Autonomous underwater robot hits the waves (photos)

An advanced undersea robot developed at the Monterey Bay Aquarium Research Institute promises to take oceanic research to a new level, going faster and farther than its predecessors--and even doing some thinking of its own.

Tethys, named after a Greek sea goddess, is an autonomous underwater vehicle unlike any other. Combining the best traits of traditional types of AUVs, it can travel faster and farther than the vehicles oceanographers currently rely on. It can also stay out at sea for weeks on end and carry larger amounts of scientific instruments than most of its counterparts, according to MBARI.

Here, Tethys takes a spin through Monterey Bay in Northern California.

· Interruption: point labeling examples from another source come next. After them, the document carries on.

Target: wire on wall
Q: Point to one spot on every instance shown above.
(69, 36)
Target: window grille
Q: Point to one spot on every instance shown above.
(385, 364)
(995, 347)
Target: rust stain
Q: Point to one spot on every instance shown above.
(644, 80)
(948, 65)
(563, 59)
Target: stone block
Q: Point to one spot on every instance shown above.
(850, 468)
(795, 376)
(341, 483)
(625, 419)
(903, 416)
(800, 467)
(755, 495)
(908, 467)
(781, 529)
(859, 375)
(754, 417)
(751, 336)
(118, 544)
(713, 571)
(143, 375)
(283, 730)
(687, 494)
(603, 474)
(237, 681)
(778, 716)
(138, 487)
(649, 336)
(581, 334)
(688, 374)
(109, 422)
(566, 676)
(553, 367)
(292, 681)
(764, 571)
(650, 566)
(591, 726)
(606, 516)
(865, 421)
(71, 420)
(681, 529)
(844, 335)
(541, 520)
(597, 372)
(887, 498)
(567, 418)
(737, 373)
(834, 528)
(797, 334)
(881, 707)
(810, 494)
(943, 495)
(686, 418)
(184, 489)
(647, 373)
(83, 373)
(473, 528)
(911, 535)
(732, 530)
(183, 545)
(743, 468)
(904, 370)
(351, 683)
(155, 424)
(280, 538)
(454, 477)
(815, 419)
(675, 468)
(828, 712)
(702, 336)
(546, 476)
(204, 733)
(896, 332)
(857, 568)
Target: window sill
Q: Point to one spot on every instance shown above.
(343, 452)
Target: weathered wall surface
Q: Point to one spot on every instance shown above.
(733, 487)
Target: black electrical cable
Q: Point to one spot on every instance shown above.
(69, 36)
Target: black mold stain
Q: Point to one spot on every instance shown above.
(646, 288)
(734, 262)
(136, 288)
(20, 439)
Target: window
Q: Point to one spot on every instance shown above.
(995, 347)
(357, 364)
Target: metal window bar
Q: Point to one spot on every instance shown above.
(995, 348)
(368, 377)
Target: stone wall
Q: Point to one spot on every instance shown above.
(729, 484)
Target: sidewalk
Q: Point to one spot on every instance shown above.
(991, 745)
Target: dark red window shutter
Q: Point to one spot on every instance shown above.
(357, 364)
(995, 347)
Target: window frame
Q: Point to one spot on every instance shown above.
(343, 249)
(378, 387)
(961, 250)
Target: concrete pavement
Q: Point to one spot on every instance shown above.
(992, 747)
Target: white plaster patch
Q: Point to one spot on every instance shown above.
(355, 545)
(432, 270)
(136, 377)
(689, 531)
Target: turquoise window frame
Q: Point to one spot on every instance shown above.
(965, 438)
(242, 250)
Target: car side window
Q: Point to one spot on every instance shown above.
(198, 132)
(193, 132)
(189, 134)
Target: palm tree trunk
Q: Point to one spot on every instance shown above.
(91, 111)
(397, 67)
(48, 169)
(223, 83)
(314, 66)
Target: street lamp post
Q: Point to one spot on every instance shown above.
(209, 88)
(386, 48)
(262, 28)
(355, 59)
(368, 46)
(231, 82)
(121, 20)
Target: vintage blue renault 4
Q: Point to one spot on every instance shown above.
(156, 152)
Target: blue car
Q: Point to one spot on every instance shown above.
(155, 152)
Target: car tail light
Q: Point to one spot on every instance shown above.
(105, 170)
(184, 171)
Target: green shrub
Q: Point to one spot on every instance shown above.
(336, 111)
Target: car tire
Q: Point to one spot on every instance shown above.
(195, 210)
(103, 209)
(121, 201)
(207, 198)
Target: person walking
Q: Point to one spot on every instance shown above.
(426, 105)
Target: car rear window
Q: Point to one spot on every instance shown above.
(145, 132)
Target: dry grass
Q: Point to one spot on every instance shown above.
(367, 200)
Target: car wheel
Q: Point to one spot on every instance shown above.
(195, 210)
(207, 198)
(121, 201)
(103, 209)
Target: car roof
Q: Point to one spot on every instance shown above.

Two Monterey Bay team members make preparations to tow Tethys out to sea.

MBARI says one benefit of the new AUV is that it can be launched by a small boat like this one, rather than requiring a large ship with a specialized crane.

In this photo, Monterey Bay Aquarium researchers tow Tethys out from Moss Landing Harbor, while a round, orange float keeps its nose from diving down under the sea surface.

Chief Technologist Jim Bellingham, shown here, led design and development of the Tethys underwater robot.

The vehicle took four years of design and development work, and underwent real-world testing cruising around Monterey Bay for much of the month of October, the team said in a statement. During those tests, Tethys completed a four-day expedition with ample battery life to spare.

Monterey Bay Aquarium Research Institute employee Mike Godin works on the electronics system aboard Tethys.

One of the things that makes this bot special is that it has the ability to make some decisions on its own, without needing human operators to direct its every move.

This could allow it to conduct continuous research, without having to send back data and wait for its next command. Designed to study oceanic algae, Tethys could keep itself positioned in the center of an algal bloom, adjusting its position and speed to match that of the bloom as it moves in the ocean's currents.